Wie Ihnen das gelingt, erfahren Sie in unserer kostenlosen Anleitung.

Informelles Lernen: Umdenken in vielen Unternehmen

Der informelle Charakter des digitalen Lernens spielt eine große Rolle. Durch unzählige digitale Angebote, wie beispielsweise YouTube-Tutorials oder Blog-Posts, integrieren mittlerweile viele Mitarbeiter das Lernen und Weiterbilden in ihren Berufsalltag.
Dadurch verteilt sich Weiterbildungszeit oft auf viele kurze Zeitslots am Tag und wird nur noch selten am Stück über mehrere Stunden wahrgenommen. Dies muss vor allem beim Erstellen digitaler Weiterbildungsangebote berücksichtigt werden.

Zum einen unterliegt digitales Lernen anderen Regeln als analoges Lernen. Zum anderen ist die Unterscheidung in digital und analog wichtig. Die Frage “Welche Informationen lassen sich gut digital vermitteln und welche besser in Präsenzterminen?” sollte gleich zu Beginn bei der Konzeption eines (digitalen) Lerninhalts beantwortet werden.

Entscheidend für den Erfolg digitaler Lerninhalte ist neben der Erstellung, Aufbereitung und Bereitstellung der Inhalte vor allem auch die Firmenkultur. Unternehmen, in denen eine Wissenskultur etabliert und dadurch Erfahrungen und Wissen aufgebaut, geteilt und bewahrt wird, haben Wettbewerbsvorteile.
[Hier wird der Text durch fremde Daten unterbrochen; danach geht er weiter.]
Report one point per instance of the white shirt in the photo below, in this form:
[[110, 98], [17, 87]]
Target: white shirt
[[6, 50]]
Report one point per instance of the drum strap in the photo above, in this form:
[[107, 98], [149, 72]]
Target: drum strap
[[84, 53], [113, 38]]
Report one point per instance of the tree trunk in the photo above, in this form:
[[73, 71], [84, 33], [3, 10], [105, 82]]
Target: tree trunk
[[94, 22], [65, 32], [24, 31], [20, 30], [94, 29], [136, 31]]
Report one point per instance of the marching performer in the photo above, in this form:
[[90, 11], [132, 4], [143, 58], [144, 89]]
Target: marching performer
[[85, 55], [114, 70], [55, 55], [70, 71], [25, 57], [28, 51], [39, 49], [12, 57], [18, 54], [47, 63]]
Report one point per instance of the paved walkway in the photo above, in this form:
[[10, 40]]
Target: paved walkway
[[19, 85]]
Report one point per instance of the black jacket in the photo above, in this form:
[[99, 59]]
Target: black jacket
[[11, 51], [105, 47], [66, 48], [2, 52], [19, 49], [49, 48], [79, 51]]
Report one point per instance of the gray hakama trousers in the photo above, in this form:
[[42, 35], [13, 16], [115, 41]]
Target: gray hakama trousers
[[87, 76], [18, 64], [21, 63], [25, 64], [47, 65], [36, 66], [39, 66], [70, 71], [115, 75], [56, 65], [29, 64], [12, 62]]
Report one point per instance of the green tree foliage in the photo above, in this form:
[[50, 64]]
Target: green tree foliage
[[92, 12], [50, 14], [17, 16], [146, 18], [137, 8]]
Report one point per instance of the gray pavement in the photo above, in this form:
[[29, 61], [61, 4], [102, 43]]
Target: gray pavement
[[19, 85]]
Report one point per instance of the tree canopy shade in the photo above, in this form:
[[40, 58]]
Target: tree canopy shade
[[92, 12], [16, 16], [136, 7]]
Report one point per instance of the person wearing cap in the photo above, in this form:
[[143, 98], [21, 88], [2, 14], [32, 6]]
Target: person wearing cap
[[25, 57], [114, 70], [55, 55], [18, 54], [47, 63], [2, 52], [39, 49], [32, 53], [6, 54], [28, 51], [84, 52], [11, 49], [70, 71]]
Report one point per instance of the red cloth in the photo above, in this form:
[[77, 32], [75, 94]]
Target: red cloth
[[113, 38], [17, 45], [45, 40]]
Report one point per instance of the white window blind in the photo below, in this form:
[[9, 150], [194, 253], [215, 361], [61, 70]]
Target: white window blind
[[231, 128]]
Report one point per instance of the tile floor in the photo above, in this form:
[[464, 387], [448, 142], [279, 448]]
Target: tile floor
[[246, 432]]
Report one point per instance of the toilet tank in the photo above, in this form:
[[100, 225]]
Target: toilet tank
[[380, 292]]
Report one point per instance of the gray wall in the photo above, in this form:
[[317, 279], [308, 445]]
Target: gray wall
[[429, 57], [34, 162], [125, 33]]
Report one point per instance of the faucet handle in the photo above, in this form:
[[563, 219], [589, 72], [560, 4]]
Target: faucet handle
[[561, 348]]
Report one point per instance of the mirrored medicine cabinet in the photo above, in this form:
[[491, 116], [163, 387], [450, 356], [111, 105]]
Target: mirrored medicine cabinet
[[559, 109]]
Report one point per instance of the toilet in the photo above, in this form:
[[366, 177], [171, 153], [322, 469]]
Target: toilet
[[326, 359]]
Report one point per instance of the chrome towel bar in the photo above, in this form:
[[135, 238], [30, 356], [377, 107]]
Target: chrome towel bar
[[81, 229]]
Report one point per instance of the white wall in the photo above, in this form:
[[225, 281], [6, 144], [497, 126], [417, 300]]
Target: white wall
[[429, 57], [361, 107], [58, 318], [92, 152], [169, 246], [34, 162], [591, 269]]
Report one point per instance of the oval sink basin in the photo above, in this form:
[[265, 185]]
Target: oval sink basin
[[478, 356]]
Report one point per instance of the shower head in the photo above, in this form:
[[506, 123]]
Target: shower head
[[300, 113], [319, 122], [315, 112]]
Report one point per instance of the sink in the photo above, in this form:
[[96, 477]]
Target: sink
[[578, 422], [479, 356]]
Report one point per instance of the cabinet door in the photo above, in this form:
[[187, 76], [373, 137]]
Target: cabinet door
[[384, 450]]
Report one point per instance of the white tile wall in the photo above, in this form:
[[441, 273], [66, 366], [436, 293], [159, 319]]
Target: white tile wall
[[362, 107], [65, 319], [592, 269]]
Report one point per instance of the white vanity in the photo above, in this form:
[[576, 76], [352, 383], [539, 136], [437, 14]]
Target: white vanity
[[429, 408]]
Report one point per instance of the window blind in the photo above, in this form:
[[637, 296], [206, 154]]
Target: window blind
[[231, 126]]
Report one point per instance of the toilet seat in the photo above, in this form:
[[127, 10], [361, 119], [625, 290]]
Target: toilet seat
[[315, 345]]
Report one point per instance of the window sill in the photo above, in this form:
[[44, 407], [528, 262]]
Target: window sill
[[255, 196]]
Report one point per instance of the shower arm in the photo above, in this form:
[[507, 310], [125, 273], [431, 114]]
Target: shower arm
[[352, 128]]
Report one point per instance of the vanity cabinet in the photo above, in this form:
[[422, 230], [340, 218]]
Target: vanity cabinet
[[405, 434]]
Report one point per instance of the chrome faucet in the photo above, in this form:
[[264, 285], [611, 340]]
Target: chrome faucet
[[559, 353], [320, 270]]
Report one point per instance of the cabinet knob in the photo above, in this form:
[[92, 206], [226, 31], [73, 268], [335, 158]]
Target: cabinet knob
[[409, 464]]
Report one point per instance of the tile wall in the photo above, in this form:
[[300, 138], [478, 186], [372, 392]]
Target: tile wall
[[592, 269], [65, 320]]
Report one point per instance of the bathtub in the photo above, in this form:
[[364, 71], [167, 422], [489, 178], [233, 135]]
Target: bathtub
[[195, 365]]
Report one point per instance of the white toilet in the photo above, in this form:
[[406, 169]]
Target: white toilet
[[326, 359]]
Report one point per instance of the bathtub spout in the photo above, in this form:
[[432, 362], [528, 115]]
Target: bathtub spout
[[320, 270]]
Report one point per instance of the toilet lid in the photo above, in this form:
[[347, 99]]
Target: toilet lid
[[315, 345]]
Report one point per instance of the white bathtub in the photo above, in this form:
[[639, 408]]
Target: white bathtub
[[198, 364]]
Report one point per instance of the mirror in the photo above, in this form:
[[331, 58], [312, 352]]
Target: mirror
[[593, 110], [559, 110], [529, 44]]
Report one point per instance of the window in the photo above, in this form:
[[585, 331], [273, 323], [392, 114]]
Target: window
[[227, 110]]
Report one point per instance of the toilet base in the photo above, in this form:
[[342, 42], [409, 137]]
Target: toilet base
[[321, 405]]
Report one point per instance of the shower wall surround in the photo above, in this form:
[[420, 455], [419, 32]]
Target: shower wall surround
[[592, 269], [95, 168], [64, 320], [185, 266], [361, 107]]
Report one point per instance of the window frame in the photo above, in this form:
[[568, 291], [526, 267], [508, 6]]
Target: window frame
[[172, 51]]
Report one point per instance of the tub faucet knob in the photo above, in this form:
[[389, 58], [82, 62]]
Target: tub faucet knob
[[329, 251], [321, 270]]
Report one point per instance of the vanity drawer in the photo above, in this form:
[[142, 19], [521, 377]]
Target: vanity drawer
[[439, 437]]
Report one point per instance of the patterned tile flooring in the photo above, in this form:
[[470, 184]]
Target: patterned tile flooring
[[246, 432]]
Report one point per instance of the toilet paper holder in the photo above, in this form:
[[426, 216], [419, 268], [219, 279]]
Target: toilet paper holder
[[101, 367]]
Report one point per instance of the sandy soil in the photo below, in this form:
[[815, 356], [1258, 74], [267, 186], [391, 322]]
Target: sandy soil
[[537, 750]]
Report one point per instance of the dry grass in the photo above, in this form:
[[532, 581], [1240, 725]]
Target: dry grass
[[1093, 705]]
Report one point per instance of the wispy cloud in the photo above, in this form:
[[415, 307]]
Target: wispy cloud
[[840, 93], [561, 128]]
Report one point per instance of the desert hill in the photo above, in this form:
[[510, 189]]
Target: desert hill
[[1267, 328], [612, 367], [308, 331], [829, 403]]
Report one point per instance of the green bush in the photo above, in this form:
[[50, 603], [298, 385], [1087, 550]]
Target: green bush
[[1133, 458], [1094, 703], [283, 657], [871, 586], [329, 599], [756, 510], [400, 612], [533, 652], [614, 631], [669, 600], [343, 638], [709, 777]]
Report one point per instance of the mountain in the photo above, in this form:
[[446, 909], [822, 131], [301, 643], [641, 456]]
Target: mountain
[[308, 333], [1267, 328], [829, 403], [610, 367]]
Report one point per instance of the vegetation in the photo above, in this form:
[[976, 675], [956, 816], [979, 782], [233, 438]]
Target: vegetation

Die Einsatzmöglichkeiten erstrecken sich über alle Hierarchie- und Abteilungsebenen und ermöglichen einen unternehmensweiten Wissenstransfer:

  • Mediengestützte Einarbeitung neuer Mitarbeiter (multimediale Umsetzung der Vision/Mission des Unternehmens, Wissenswertes zum Einstieg)
  • Einrichtung eines Unternehmens-Wikis, Intranets oder Social Enterprise Plattform als Mitarbeiter-ABC (Möglichkeit, Wissen zu teilen und von Erfahrungen anderer zu lernen)
  • Unterstützung des Vertriebs durch digitale Produktinformationen und Produktschulungen
  • Unterstützung des Kundendiensts durch digitale Wartungspläne, Maschinendaten und ähnliches (vom einfachen Dokument bis zur „Augmented Reality”)
  • Schulung digitaler Skills um den Changeprozess der Mitarbeiter in der digitalen Transformation zu unterstützen
  • Blended Learning in Kommunikations- und Konfliktschulungen (Lernvideos online und im Präsenzseminar vertiefen und diskutieren)

 

Voraussetzungen für den Erfolg dieser Anwendungsfälle sind die lernfördernde Umgebung sowie die technischen Grundlagen, ein geeignetes didaktisches Konzept sowie die benötigten Soft-Skills der Mitarbeiter.

Die Technik: Das Lernmanagementsystem (LMS)

Die Bereitstellung der digitalen Weiterbildung wird über sogenannte Lernmanagementsysteme (kurz: LMS, engl: Learning Management System) gewährleistet.
Die meist webbasierten Systeme ermöglichen das Bereitstellen von Lerninhalten, das Organisieren von Entwicklungspfaden und die Kommunikation zwischen Lernenden und Lehrenden.
LMS bilden bestimmte Lernstrukturen ab – Lernkurse anlegen, Materialien hochladen, Kommunikationswerkzeuge aktivieren und Lernende für diese Elemente freischalten.